Но как только у нас появилась такая возможность, мы вышли прогуляться все вместе. И обнаружили, что прежде всего должны заняться гораздо более важными вещами, чем сверка наших персональных дневников.
Расстояние уменьшило могучий «Зигфрид», но отказалось превратить его в модель, которую нам показывали в Космической Команде. Он сохранил тяжеловесное достоинство, даже когда мы рассматривали его с подлинно олимпийской перспективы. Я почувствовал необычный прилив гордости тем, что принадлежу к биологическому виду, который создал эту вещь и зашвырнул ее в небо. Это просветлило мои мысли, как глоток кислорода. Я висел на буксире на трехкилометровом тросе, который связывал меня с огромным кораблем. Трос извивался, как змея, от моих движений, что, в свою очередь, бросало меня в медленный и долгий нырок — бесконечная «ласточка».
Космос повернулся вокруг меня. В поле зрения появились Том и Линда. Я не позвал их: звук их дыхания сообщил мне, что они находятся в глубоком медитативном трансе. А мои глаза сообщили мне, как они этого достигли.

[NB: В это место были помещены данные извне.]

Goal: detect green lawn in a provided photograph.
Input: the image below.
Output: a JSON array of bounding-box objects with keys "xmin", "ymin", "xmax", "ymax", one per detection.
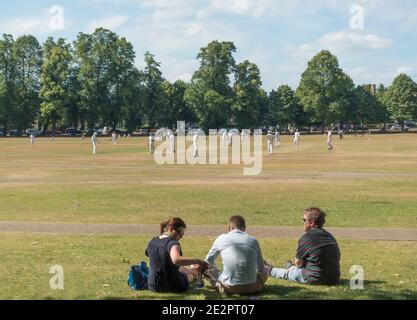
[
  {"xmin": 0, "ymin": 234, "xmax": 417, "ymax": 300},
  {"xmin": 0, "ymin": 134, "xmax": 417, "ymax": 227}
]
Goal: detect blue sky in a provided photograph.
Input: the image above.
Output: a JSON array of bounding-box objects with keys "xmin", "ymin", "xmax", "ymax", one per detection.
[{"xmin": 0, "ymin": 0, "xmax": 417, "ymax": 91}]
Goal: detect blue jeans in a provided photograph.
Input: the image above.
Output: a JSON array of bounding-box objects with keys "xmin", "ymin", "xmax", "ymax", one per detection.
[{"xmin": 271, "ymin": 266, "xmax": 307, "ymax": 284}]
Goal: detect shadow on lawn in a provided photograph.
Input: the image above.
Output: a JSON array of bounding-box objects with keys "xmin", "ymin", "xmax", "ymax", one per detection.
[{"xmin": 98, "ymin": 280, "xmax": 417, "ymax": 300}]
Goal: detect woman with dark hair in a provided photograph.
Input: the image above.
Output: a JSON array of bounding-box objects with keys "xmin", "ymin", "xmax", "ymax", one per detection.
[{"xmin": 146, "ymin": 218, "xmax": 207, "ymax": 293}]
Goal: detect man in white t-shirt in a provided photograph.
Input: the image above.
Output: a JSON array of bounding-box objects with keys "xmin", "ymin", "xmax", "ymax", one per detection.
[
  {"xmin": 222, "ymin": 131, "xmax": 227, "ymax": 147},
  {"xmin": 193, "ymin": 133, "xmax": 198, "ymax": 158},
  {"xmin": 275, "ymin": 130, "xmax": 281, "ymax": 148},
  {"xmin": 30, "ymin": 132, "xmax": 35, "ymax": 147},
  {"xmin": 148, "ymin": 133, "xmax": 155, "ymax": 154},
  {"xmin": 327, "ymin": 130, "xmax": 333, "ymax": 150},
  {"xmin": 168, "ymin": 133, "xmax": 175, "ymax": 154},
  {"xmin": 294, "ymin": 129, "xmax": 301, "ymax": 149},
  {"xmin": 205, "ymin": 216, "xmax": 268, "ymax": 294},
  {"xmin": 266, "ymin": 131, "xmax": 274, "ymax": 156},
  {"xmin": 91, "ymin": 132, "xmax": 98, "ymax": 154}
]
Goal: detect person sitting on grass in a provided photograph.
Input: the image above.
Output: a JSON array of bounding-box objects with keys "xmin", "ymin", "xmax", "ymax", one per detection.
[
  {"xmin": 145, "ymin": 218, "xmax": 208, "ymax": 293},
  {"xmin": 266, "ymin": 208, "xmax": 340, "ymax": 285},
  {"xmin": 206, "ymin": 216, "xmax": 268, "ymax": 294}
]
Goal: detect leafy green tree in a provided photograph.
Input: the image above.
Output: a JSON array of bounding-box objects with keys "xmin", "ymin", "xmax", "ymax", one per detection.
[
  {"xmin": 269, "ymin": 85, "xmax": 307, "ymax": 127},
  {"xmin": 143, "ymin": 52, "xmax": 167, "ymax": 128},
  {"xmin": 10, "ymin": 36, "xmax": 42, "ymax": 131},
  {"xmin": 122, "ymin": 68, "xmax": 144, "ymax": 133},
  {"xmin": 297, "ymin": 50, "xmax": 354, "ymax": 131},
  {"xmin": 232, "ymin": 60, "xmax": 267, "ymax": 129},
  {"xmin": 352, "ymin": 85, "xmax": 380, "ymax": 124},
  {"xmin": 376, "ymin": 84, "xmax": 391, "ymax": 130},
  {"xmin": 74, "ymin": 28, "xmax": 135, "ymax": 128},
  {"xmin": 0, "ymin": 34, "xmax": 16, "ymax": 131},
  {"xmin": 383, "ymin": 74, "xmax": 417, "ymax": 130},
  {"xmin": 162, "ymin": 80, "xmax": 197, "ymax": 128},
  {"xmin": 185, "ymin": 41, "xmax": 236, "ymax": 129},
  {"xmin": 40, "ymin": 38, "xmax": 73, "ymax": 130}
]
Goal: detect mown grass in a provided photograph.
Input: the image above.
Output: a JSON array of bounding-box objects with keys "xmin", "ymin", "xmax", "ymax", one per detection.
[
  {"xmin": 0, "ymin": 233, "xmax": 417, "ymax": 300},
  {"xmin": 0, "ymin": 134, "xmax": 417, "ymax": 227}
]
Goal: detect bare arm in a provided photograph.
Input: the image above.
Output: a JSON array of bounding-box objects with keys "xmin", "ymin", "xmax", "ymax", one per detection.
[
  {"xmin": 295, "ymin": 258, "xmax": 304, "ymax": 268},
  {"xmin": 170, "ymin": 246, "xmax": 206, "ymax": 267}
]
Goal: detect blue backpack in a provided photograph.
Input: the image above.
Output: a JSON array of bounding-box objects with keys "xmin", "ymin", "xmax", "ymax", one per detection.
[{"xmin": 127, "ymin": 261, "xmax": 149, "ymax": 290}]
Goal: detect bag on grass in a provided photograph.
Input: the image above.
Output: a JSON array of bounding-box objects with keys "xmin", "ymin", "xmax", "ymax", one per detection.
[{"xmin": 127, "ymin": 261, "xmax": 149, "ymax": 290}]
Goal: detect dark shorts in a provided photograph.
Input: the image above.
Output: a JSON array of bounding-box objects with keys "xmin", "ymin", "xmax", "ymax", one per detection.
[{"xmin": 180, "ymin": 272, "xmax": 190, "ymax": 292}]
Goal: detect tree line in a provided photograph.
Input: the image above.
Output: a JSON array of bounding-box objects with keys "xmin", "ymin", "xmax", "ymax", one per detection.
[{"xmin": 0, "ymin": 28, "xmax": 417, "ymax": 132}]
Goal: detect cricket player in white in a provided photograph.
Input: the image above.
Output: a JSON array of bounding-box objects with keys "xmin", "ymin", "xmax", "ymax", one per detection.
[
  {"xmin": 148, "ymin": 133, "xmax": 155, "ymax": 154},
  {"xmin": 327, "ymin": 130, "xmax": 333, "ymax": 150},
  {"xmin": 266, "ymin": 131, "xmax": 274, "ymax": 156},
  {"xmin": 275, "ymin": 130, "xmax": 281, "ymax": 147},
  {"xmin": 229, "ymin": 132, "xmax": 233, "ymax": 147},
  {"xmin": 294, "ymin": 129, "xmax": 301, "ymax": 149},
  {"xmin": 168, "ymin": 133, "xmax": 175, "ymax": 153},
  {"xmin": 91, "ymin": 132, "xmax": 98, "ymax": 154},
  {"xmin": 193, "ymin": 133, "xmax": 198, "ymax": 158}
]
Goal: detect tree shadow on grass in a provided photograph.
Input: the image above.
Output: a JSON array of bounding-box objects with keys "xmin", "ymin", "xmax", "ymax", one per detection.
[{"xmin": 95, "ymin": 279, "xmax": 417, "ymax": 300}]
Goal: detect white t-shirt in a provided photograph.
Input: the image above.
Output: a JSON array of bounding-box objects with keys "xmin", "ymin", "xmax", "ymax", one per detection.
[{"xmin": 193, "ymin": 134, "xmax": 198, "ymax": 147}]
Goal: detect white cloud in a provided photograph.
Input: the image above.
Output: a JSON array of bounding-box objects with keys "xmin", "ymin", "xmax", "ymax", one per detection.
[
  {"xmin": 318, "ymin": 31, "xmax": 394, "ymax": 52},
  {"xmin": 86, "ymin": 15, "xmax": 129, "ymax": 33},
  {"xmin": 211, "ymin": 0, "xmax": 272, "ymax": 17}
]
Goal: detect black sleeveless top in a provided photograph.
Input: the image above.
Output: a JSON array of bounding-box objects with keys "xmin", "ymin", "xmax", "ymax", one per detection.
[{"xmin": 145, "ymin": 237, "xmax": 188, "ymax": 293}]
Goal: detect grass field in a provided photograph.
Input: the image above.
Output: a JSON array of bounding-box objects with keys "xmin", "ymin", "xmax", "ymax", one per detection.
[
  {"xmin": 0, "ymin": 135, "xmax": 417, "ymax": 227},
  {"xmin": 0, "ymin": 234, "xmax": 417, "ymax": 300},
  {"xmin": 0, "ymin": 134, "xmax": 417, "ymax": 299}
]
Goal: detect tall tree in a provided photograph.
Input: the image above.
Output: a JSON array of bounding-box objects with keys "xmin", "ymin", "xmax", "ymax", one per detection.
[
  {"xmin": 383, "ymin": 74, "xmax": 417, "ymax": 130},
  {"xmin": 74, "ymin": 28, "xmax": 135, "ymax": 128},
  {"xmin": 122, "ymin": 68, "xmax": 144, "ymax": 133},
  {"xmin": 269, "ymin": 85, "xmax": 307, "ymax": 131},
  {"xmin": 352, "ymin": 85, "xmax": 380, "ymax": 124},
  {"xmin": 232, "ymin": 60, "xmax": 267, "ymax": 129},
  {"xmin": 143, "ymin": 52, "xmax": 166, "ymax": 128},
  {"xmin": 185, "ymin": 41, "xmax": 236, "ymax": 129},
  {"xmin": 11, "ymin": 36, "xmax": 42, "ymax": 130},
  {"xmin": 0, "ymin": 34, "xmax": 16, "ymax": 131},
  {"xmin": 162, "ymin": 80, "xmax": 197, "ymax": 128},
  {"xmin": 297, "ymin": 50, "xmax": 354, "ymax": 131},
  {"xmin": 40, "ymin": 38, "xmax": 73, "ymax": 129}
]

Возьмите самую древнюю и вечную, вне конкуренции, детскую игрушку, резиновую гусеницу. Прикрепите к ее обоим концам плоские тонкие пластины. Получится что-то вроде аккордеона. Поместите его в невесомость.
Сложите пластины вместе, так что гусеница образует круг. И отпустите.
Понаблюдайте за результатом достаточно долго, и вы впадете в глубокий транс. Червь Уроборос, бесконечно совокупляющийся сам с собой. Том и Линда услышали бы, если бы я позвал их по имени. Ко всему остальному они были глухи.
Следующим в поле зрения попал Рауль. Он был ко мне боком. С непоколебимой деловитой точностью они с Гарри перебрасывались еще одной из самых долговечных игрушек — тарелочкой (с неоновым ободком, чтобы ее было видно) — через пару километров пустоты. Их занятие тоже больше было упражнением в медитации, нежели чем-либо другим. Умения для этого практически не нужно. Как выясняется, летающая тарелочка — действительно самая динамически стабильная форма для/космического корабля. (Возьмите ракету такой формы, как описанные в старой научной фантастике космические корабли, остроконечную и все такое прочее, бросьте ее куда угодно — применяя вращение «нарезной винтовки»; рано или поздно ее движение станет хаотичным. Другое дело сфера. Но если она сделана не в невесомости, она несовершенна. Она будет раскачиваться, чем дальше, тем хуже.) Рауль и Гарри много практиковались в этом занятии. Они почти не пользовались реактивными двигателями.
Норри двигалась по тросу при помощи бухты своей страховочной веревки.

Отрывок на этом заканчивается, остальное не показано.